Because I belong to a union whose past members fought on our behalf for benefits such as a 50% pension after twenty years. It makes it easier to start a new career or business at the bottom at fifty years old. Benefits like this are unheard of in the private sector, which is why I continue to support labor.

"Most roofers are injured in falling off a ladder, as opposed to the roof. Why weren't you wearing a "roofer's harness"? I do."

Because I was working for a non-union contractor who thought safety rules were "for pussies." Safety harnesses were not available. Which is another reason I continue to support labor.

Posted by: michael at February 27, 2011 2:33 PM

Micahel writes:

"That is all fine, but why not hold your pension until you reach "retirement age". In the same way that Social Security does?"
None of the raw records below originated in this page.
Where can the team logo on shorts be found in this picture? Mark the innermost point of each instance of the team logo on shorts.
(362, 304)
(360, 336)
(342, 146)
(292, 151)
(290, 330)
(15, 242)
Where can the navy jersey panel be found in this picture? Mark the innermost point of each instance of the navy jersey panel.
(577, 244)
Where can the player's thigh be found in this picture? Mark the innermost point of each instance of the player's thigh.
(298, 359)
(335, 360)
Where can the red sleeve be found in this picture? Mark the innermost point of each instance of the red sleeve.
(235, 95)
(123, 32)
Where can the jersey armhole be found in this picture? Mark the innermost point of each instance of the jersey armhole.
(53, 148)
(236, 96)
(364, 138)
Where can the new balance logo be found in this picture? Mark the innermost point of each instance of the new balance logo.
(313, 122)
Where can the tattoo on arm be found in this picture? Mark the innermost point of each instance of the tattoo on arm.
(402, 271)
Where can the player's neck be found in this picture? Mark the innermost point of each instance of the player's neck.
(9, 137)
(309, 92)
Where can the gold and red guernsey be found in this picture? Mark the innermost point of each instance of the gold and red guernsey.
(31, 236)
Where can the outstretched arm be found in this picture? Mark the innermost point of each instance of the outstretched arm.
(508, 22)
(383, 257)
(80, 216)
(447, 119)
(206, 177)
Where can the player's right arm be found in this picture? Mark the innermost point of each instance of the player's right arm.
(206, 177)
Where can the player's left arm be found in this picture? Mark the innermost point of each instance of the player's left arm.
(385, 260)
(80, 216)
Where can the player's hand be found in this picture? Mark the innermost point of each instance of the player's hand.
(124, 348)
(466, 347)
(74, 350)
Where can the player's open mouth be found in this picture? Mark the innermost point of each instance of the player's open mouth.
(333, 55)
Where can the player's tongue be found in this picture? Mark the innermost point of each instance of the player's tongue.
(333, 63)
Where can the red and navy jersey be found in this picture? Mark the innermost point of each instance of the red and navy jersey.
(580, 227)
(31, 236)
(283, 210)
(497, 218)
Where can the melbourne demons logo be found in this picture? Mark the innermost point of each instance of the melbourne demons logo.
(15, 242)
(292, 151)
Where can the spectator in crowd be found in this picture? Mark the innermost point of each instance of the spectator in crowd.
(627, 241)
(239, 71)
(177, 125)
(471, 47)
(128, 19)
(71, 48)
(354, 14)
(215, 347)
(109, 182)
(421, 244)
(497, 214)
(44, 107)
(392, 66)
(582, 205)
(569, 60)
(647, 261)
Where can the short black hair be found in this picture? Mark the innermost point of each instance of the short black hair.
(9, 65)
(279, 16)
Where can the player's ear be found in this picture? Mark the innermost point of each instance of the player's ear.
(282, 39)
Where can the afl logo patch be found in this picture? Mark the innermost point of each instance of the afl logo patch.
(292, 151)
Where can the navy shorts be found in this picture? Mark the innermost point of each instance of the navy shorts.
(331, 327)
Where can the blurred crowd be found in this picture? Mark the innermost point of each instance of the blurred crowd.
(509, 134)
Because I belong to a union whose past members fought on our behalf for benefits such as a 50% pension after twenty years. It makes it easier to start a new career or business at the bottom at fifty years old. Benefits like this are unheard of in the private sector, which is why I continue to support labor."

I think "fought" is the incorrect verb. Bythe time pension plans came along the "fighting" was all done. I think the correct term would be "bargained"

"unheard of in the private sector, which is why I continue to support labor."

This doesn't make sense. You are not supporting "labor", you are supporting "public sector benefits".

Posted by: Warrington Faust at February 27, 2011 6:34 PM

Semantics, Warrington. Come on now, you threw the slow curve and I hit it out of the park, it happens.